Craig winners from the Colorado State Taxidermy Competition from June 2 to 4 in Salida:
• Scott Moore, Mountain Man Taxidermy — two awards, including first prize for collaborative artist for “Can’t Kill the King,” a life-size African lion mount.
• Leland Reinier, Big Cat Taxidermy — four awards, including best of show for a life-size stone sheep and first prize for “Can’t Kill the King.”
• Mark Zimmerman, Bullseye Taxidermy — four awards, including first prize in the Mule Deer Challenge.
Earlier this month, two local taxidermists accomplished something that, within their trade, would have been unthinkable 20 years ago.
Scott Moore and Leland Reinier submitted a collaborative piece to a taxidermy competition and won.
Their entry — a life-size African lion mounted on a rock cropping called “Can’t Kill the King” — won first place in the collective artist division at the Colorado State Taxidermy Competition from June 2 through 4 in Salida.
The event pitted an estimated 75 entries against each other. Taxidermists from all over the southwest states competed.
Things were different in the business a few decades ago, the 34-year-old Moore said.
“When I first took over the business … taxidermy secrets were secret,” he said. “The guy down the street wouldn’t tell you what he did to make it look nice.
“It’s changing now.”
Moore, who owns Mountain Man Taxidermy on Yampa Avenue in Craig, literally worked with a guy down the street. Reinier owns Big Cat Taxidermy near the corner of Yampa Avenue and Victory Way.
Earlier this year, Moore sought Reinier’s assistance with the African lion project.
Reiner said he jumped at the opportunity.
“I think a lot of people — and a lot of people in Craig — will think it’s funny that we got together and worked on that piece,” said Reinier, 33. “But, at the end of the day, we both became better taxidermists.
“And now, we’re good friends because of it.”
Reiner, who won a total of four awards, including best of show for a life-size stone sheep mount, agreed collaboration was outside the norm when he was growing up.
Reinier started working as a taxidermist in 1990 in his father’s taxidermy shop. His father, Bob Reinier, owns B & L Quality Taxidermy in Steamboat Springs.
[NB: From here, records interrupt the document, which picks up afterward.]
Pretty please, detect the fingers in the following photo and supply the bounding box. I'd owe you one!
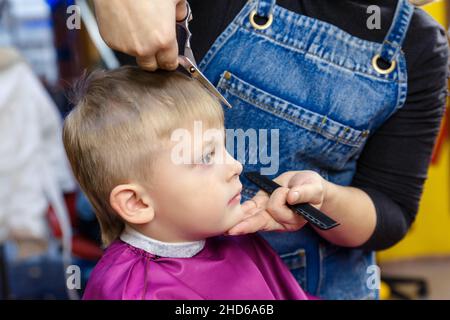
[266,187,307,231]
[136,56,158,71]
[156,39,178,70]
[287,183,324,204]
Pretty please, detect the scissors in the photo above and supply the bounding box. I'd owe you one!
[177,1,232,108]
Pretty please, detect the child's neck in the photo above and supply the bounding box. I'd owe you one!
[120,225,205,258]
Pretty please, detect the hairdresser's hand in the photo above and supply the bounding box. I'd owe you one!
[227,170,328,235]
[94,0,186,71]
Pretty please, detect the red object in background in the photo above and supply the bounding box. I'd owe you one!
[47,193,103,260]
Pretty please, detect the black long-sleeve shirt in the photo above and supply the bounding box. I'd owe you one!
[117,0,448,250]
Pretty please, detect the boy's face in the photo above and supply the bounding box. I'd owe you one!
[142,122,243,242]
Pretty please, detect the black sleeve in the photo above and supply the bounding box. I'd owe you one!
[352,10,448,250]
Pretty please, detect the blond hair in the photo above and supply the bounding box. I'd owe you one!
[63,67,223,245]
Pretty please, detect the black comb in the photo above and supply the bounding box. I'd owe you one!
[244,172,339,230]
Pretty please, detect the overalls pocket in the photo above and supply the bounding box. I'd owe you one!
[218,71,369,174]
[280,249,307,288]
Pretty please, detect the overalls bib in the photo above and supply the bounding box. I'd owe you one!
[199,0,413,299]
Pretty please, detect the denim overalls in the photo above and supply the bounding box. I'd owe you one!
[199,0,413,299]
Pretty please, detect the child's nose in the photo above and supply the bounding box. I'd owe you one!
[227,151,243,176]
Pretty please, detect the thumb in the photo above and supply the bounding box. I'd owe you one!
[176,0,187,21]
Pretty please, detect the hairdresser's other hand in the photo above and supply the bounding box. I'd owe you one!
[227,170,328,235]
[94,0,186,71]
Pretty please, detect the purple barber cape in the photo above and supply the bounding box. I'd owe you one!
[83,227,307,300]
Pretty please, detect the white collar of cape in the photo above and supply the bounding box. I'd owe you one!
[120,226,205,258]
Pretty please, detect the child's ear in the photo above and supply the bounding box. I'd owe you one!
[109,184,155,224]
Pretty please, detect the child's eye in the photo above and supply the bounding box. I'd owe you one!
[202,150,215,164]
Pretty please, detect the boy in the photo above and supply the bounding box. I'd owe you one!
[63,67,306,299]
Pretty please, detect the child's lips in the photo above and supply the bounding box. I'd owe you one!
[228,188,242,206]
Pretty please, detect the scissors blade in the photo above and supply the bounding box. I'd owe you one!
[178,55,232,109]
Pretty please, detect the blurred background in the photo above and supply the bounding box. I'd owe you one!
[0,0,450,299]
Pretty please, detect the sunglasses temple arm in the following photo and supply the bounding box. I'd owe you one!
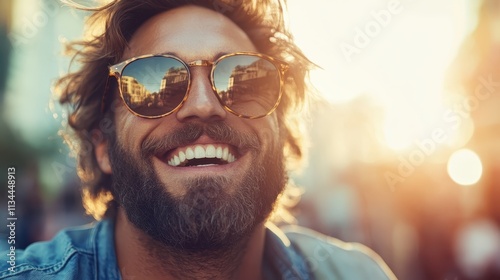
[101,77,109,115]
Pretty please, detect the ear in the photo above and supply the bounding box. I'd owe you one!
[92,130,112,174]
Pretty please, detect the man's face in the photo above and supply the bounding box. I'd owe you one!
[98,6,286,249]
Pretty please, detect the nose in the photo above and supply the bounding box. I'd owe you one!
[176,67,227,122]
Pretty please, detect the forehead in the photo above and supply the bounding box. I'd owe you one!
[123,6,256,61]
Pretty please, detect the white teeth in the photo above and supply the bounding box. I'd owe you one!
[205,145,215,158]
[186,148,194,159]
[167,145,236,167]
[194,146,205,158]
[215,147,222,158]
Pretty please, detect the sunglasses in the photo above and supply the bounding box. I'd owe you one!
[109,52,288,119]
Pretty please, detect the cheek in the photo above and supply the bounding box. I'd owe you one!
[256,116,283,151]
[115,108,152,155]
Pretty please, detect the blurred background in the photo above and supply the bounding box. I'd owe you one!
[0,0,500,280]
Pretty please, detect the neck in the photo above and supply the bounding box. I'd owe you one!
[115,208,265,280]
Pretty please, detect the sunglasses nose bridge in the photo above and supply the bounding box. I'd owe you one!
[177,63,227,121]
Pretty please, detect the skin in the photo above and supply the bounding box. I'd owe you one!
[95,6,282,279]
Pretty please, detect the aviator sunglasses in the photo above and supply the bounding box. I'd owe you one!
[109,52,288,119]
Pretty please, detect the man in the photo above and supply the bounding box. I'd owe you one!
[0,0,395,279]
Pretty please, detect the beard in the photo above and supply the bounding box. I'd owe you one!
[109,122,287,252]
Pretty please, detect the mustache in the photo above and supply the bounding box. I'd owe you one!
[141,122,260,157]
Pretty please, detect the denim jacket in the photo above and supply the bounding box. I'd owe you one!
[0,220,395,279]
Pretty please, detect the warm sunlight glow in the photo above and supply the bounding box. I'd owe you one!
[448,149,483,186]
[288,0,467,150]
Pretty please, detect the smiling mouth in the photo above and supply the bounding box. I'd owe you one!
[167,144,237,167]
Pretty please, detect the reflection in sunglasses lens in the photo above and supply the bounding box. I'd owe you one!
[120,54,281,117]
[214,55,280,117]
[121,56,189,116]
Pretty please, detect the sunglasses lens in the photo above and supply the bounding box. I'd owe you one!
[121,56,189,117]
[213,55,281,117]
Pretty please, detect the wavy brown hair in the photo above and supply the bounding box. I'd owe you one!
[56,0,312,219]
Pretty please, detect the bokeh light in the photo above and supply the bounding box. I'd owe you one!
[448,149,483,186]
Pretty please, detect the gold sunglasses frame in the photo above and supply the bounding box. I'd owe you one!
[109,52,289,119]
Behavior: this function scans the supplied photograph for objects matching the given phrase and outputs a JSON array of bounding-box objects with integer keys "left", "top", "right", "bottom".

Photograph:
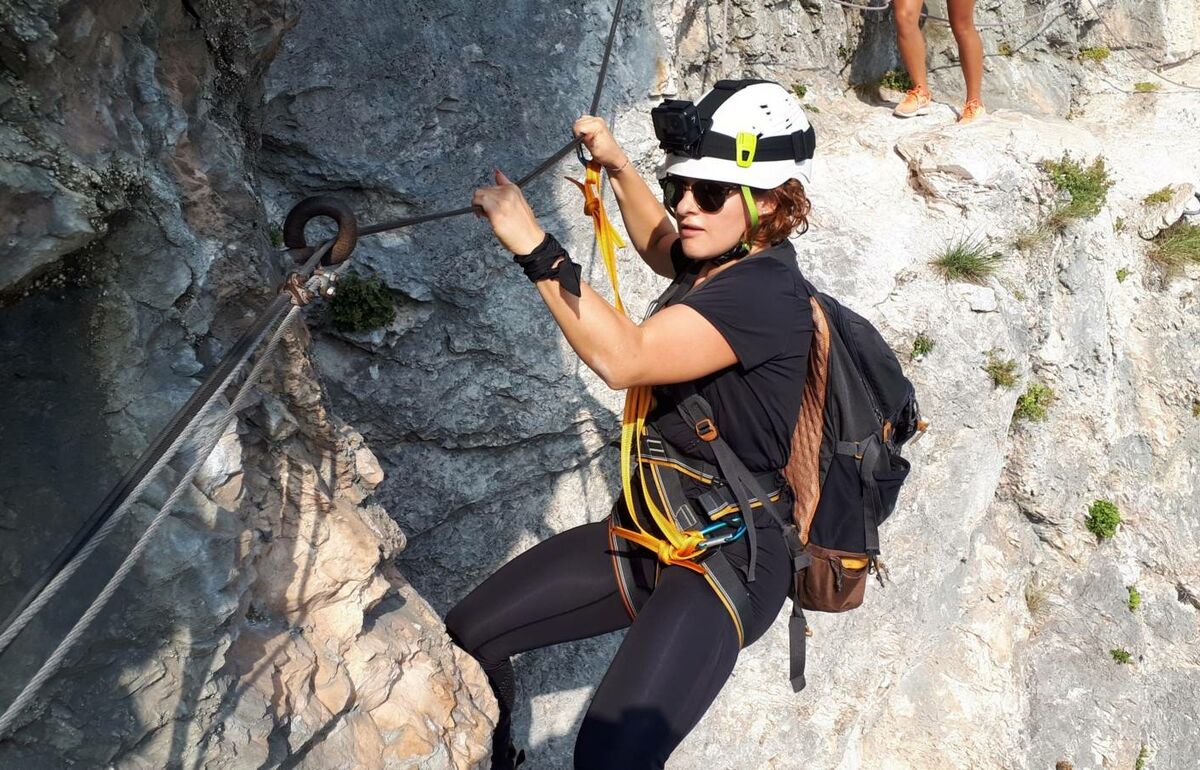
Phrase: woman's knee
[
  {"left": 575, "top": 708, "right": 680, "bottom": 770},
  {"left": 892, "top": 0, "right": 920, "bottom": 32}
]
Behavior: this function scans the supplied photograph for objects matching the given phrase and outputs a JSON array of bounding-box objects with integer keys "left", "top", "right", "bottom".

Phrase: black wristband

“He was the greatest,” Reinier said of his father. “Nobody else compared.”
The elder Rainier guarded his trade knowledge, he said.
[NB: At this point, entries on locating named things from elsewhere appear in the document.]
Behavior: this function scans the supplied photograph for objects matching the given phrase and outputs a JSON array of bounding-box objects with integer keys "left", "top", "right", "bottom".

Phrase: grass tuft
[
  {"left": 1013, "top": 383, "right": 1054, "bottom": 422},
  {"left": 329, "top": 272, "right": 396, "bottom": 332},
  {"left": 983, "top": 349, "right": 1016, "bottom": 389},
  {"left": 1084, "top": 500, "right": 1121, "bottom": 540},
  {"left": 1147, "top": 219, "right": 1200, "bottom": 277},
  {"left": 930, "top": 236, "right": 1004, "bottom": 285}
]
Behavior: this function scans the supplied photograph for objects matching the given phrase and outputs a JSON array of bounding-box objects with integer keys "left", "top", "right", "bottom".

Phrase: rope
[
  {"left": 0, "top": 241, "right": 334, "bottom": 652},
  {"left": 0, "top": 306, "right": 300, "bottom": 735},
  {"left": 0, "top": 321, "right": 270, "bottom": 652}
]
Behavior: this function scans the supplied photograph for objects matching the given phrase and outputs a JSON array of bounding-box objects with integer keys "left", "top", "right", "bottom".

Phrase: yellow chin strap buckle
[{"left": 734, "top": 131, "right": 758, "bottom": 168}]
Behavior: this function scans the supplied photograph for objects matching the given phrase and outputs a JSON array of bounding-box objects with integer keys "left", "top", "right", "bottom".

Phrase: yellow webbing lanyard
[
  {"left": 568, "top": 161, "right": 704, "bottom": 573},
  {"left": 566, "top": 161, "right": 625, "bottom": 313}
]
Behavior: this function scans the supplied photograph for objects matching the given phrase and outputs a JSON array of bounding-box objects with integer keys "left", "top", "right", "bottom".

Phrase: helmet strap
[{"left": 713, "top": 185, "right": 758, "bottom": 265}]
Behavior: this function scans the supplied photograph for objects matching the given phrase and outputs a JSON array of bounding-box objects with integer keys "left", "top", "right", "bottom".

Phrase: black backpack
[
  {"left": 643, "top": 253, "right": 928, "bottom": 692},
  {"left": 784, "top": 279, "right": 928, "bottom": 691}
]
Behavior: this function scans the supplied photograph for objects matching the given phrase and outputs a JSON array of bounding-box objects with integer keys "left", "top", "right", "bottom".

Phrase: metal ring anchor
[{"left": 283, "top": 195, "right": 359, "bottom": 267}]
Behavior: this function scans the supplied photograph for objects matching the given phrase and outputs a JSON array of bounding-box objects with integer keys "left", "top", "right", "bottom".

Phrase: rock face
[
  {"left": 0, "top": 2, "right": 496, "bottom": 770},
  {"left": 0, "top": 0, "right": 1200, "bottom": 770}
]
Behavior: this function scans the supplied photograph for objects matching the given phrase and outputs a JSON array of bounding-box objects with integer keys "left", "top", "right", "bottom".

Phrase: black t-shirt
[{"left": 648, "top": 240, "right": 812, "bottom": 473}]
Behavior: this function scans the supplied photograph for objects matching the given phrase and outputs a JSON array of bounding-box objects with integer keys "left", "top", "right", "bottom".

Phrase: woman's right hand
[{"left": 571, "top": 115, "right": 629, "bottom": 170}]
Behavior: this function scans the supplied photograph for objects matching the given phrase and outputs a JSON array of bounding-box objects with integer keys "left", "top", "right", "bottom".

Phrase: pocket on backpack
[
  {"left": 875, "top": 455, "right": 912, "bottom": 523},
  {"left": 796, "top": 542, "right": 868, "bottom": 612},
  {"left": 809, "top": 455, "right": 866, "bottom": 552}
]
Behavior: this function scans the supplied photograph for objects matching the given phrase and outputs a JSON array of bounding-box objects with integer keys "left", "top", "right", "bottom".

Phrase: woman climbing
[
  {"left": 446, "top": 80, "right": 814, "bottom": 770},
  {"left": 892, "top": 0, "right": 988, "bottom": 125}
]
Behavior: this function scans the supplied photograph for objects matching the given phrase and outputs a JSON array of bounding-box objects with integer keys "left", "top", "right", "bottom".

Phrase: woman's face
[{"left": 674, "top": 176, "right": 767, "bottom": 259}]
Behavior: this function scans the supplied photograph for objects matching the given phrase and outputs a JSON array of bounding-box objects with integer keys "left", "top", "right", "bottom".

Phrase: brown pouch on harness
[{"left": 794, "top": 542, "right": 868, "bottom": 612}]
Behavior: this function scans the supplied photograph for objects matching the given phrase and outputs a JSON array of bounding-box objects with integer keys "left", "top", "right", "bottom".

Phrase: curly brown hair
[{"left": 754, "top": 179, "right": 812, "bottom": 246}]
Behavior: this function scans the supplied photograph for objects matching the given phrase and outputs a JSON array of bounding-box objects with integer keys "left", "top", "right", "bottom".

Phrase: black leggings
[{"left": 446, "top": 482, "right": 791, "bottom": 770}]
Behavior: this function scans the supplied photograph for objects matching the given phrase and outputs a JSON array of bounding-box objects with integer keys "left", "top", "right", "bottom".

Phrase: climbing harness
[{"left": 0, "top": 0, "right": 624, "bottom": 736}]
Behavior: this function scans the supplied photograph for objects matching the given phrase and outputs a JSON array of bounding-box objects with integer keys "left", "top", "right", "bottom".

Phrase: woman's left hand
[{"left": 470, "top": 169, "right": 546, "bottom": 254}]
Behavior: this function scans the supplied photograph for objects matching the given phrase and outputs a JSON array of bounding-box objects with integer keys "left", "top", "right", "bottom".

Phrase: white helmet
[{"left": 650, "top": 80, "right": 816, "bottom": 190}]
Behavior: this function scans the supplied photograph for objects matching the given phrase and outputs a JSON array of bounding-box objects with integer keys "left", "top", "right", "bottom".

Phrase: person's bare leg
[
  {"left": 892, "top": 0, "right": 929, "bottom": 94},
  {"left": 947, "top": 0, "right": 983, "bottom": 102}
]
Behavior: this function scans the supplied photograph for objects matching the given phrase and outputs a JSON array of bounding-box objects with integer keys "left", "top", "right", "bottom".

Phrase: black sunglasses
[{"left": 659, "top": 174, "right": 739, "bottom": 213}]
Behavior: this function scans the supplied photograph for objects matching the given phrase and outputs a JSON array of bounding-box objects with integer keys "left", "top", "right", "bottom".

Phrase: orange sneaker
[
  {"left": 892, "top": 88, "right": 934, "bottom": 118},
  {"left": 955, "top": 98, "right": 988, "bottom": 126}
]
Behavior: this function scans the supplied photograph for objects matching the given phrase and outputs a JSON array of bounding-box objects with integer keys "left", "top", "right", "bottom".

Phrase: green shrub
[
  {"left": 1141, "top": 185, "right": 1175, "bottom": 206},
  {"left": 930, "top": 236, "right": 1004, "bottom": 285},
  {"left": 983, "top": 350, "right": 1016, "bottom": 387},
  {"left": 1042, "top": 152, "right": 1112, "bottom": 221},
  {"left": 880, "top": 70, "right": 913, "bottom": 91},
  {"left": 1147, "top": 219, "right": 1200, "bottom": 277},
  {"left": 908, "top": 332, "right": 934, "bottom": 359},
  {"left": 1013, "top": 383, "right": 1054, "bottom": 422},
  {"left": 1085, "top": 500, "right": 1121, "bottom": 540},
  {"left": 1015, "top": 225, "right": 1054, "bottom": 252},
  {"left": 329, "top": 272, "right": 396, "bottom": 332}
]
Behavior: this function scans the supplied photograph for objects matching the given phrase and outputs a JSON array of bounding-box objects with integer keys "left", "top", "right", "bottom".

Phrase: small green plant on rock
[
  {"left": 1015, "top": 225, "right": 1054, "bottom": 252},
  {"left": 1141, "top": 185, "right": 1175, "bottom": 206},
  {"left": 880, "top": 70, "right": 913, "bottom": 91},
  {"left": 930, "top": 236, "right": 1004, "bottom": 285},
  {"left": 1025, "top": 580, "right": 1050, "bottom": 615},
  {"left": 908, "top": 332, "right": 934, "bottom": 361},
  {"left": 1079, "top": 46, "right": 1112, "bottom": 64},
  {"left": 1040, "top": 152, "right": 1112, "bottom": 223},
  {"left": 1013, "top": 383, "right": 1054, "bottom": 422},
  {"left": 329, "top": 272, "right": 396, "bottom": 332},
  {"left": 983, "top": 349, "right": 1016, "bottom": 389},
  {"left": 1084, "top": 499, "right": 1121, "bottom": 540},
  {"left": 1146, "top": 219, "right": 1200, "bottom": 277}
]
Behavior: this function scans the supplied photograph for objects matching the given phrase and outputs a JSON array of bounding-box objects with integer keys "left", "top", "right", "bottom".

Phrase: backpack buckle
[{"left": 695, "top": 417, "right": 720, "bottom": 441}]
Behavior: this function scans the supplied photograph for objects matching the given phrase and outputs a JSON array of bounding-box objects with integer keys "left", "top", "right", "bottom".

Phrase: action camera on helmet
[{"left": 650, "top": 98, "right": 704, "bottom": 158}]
“Dad’s always been private and secretive about that stuff,” he said. “Dad has hardly ever gotten along with other taxidermists. He never joined an association. He’s never been to the shows.”
Reinier said he felt the same way until he started his own business in Craig seven years ago. He realized the industry could be different.
“I tried breaking that down,” he said. “I don’t mind doing work with these guys and competing right alongside them. I think it’s great. It makes you a better taxidermist.
“You get to work with these guys and see how they do some of that stuff. It’s better for you and it’s better for them.”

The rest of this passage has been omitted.